Albert Einstein once said the definition of insanity was doing the same thing over and over again and expecting different results. If we follow Einstein’s logic, then Stony Brook University would meet his criteria for insanity.
Earlier this year, Long Island was devastated by Superstorm Sandy. The University was spared most of the devastation and only suffered from power outages and downed trees. However, the infrastructure of the university slowed to a halt. Buses were hardly running, dining halls remained closed and classes were cancelled for five straight days. Who could forget the Great Wi-Fi Outage of 2012, which left students stranded without access to the web for nearly 24 hours.
On Feb. 8, disaster struck again when Winter Storm Nemo charged its way up the east coast, with Long Island in its crosshairs. The result was nearly thirty inches of snowfall in a 24 hour period. Cars were left abandoned on highways, tens of thousands of people in the Town of Brookhaven were without power and many major roads were closed.
On campus, the situation wasn’t much better. Sidewalks were left unpassable, forcing students to walk in the street in their endless quest to find an open dining hall.
Walking around campus the week prior to the storm, one would have a hard time imagining a devastating force of nature was lying just several hundred miles to the south. While the storm battered every state below the Mason-Dixon line, Stony Brook sat and waited for its arrival.
But why? Why were there not front end loaders and bulldozers lined up in the SAC parking lot waiting for the chance to remove snow? Why was it that the first snow plow didn’t make its appearance until Friday afternoon, long after the snow began to fall? Why weren’t main entrances to buildings being cleared throughout the course of the storm, to ensure that firefighters or paramedics could get in, if need be?
These are questions that many students were asking themselves when they awoke on Saturday morning only to find that there was no clear exit from their buildings. Not to mention nobody in sight trying to free them from their icy prison.
Many of us dug our way out of our buildings ourselves Saturday morning to trudge through the nearly waist deep snow in search of something to eat, only to find closed dining halls, or insanely long food lines. In Kelly Dining there was actually a line waiting to just get in.

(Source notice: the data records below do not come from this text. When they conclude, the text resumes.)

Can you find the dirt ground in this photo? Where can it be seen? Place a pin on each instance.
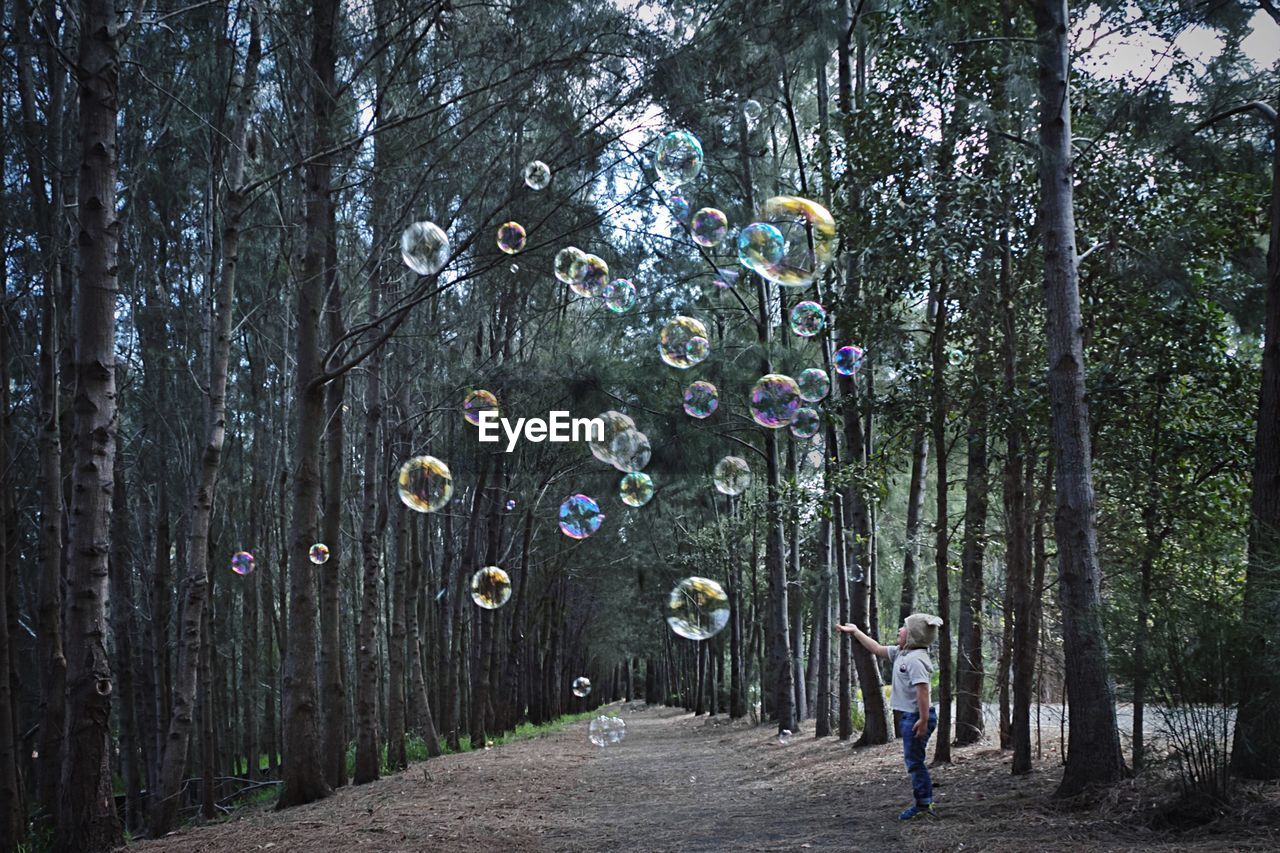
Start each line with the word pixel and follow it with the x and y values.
pixel 684 783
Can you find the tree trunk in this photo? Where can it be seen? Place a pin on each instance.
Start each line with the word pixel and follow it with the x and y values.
pixel 1093 751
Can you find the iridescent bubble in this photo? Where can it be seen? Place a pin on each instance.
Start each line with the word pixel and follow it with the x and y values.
pixel 580 516
pixel 805 423
pixel 424 247
pixel 607 731
pixel 809 240
pixel 679 158
pixel 708 227
pixel 511 237
pixel 814 384
pixel 673 341
pixel 630 450
pixel 538 174
pixel 425 483
pixel 620 295
pixel 490 588
pixel 615 423
pixel 775 400
pixel 565 261
pixel 476 402
pixel 679 208
pixel 807 319
pixel 732 475
pixel 589 276
pixel 242 562
pixel 698 609
pixel 698 349
pixel 700 400
pixel 848 360
pixel 636 488
pixel 760 246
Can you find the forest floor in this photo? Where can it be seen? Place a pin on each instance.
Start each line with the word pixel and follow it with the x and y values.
pixel 685 783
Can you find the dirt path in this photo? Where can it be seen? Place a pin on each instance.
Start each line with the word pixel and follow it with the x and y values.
pixel 690 784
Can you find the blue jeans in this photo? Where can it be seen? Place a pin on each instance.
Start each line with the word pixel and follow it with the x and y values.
pixel 913 752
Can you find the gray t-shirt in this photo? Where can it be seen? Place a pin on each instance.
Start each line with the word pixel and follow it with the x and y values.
pixel 910 667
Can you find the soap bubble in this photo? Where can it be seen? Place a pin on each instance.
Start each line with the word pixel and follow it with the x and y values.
pixel 760 246
pixel 673 341
pixel 732 475
pixel 679 208
pixel 807 319
pixel 630 450
pixel 700 400
pixel 809 240
pixel 679 158
pixel 565 261
pixel 849 360
pixel 490 588
pixel 580 516
pixel 476 402
pixel 425 483
pixel 538 174
pixel 805 423
pixel 242 562
pixel 698 609
pixel 615 423
pixel 698 349
pixel 775 400
pixel 511 237
pixel 589 276
pixel 606 731
pixel 708 227
pixel 424 247
pixel 636 488
pixel 620 295
pixel 814 384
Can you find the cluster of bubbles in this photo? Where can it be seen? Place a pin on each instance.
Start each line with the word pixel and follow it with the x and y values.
pixel 698 609
pixel 700 400
pixel 580 516
pixel 425 483
pixel 490 588
pixel 607 731
pixel 242 562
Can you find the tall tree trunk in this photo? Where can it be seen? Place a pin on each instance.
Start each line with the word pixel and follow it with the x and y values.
pixel 1093 751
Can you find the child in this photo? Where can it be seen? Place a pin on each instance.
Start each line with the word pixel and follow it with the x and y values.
pixel 910 694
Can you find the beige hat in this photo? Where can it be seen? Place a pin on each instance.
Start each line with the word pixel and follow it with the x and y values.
pixel 922 630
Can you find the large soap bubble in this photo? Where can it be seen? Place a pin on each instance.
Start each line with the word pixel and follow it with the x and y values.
pixel 814 384
pixel 490 588
pixel 675 337
pixel 679 158
pixel 580 516
pixel 732 475
pixel 565 261
pixel 760 246
pixel 708 227
pixel 698 609
pixel 425 483
pixel 775 400
pixel 511 237
pixel 700 400
pixel 424 247
pixel 808 318
pixel 538 174
pixel 809 240
pixel 635 488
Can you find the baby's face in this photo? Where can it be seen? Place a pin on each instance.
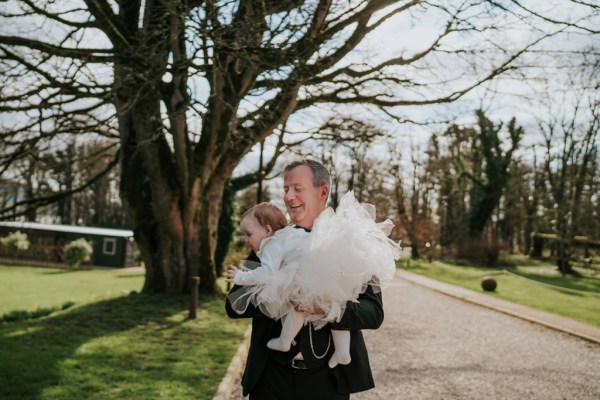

After this, many of us began the long, cold walk through the streets to 7/11 or Dunkin Donuts, hoping that they were open.
Classes were cancelled that Monday, but the University decided to hold classes on Tuesday, even though much of the surrounding area was still buried. This decision was made before much of the campus itself was even clear of snow. The walkways that were clear were left unsalted and covered in a thin sheet of ice. If the Office of Emergency Management’s job is to ensure the safety of students, then they certainly failed in aftermath of this storm.
One thing that needs to be seen in the future from the University is preparation. Preparation needs to be conveyed to students in some manner, even if we can’t see it. If preparations were underway Wednesday or Thursday before the storm, it would’ve been nice to receive an email.
If the last six months have shown us anything, it’s that storms of this magnitude are here to stay for the foreseeable future. As a society that will most likely constantly be in the paths of these future storms, we need to adapt. We need to learn not to panic, to keep our cool and most of all prepare.
These storms don’t come out of nowhere, and we often have at least several days notice before their arrival. Instead of sitting and doing nothing except deliberate about how bad it might be, we need to prepare. Maybe more importantly we need to know that we’re prepared.
We need to see what our University is doing to ensure that we’ll be safe. The solace that will come with that will hopefully stick with us throughout the course of the severe weather. Because just knowing someone is definitely looking out for us is an enormous amount of comfort.
Hopefully the administration will someday look back on Superstorm Sandy, or Winter Storm Nemo and wonder how they ever let something like that get the best of them. As for now, we can only hope that we will learn from our mistakes.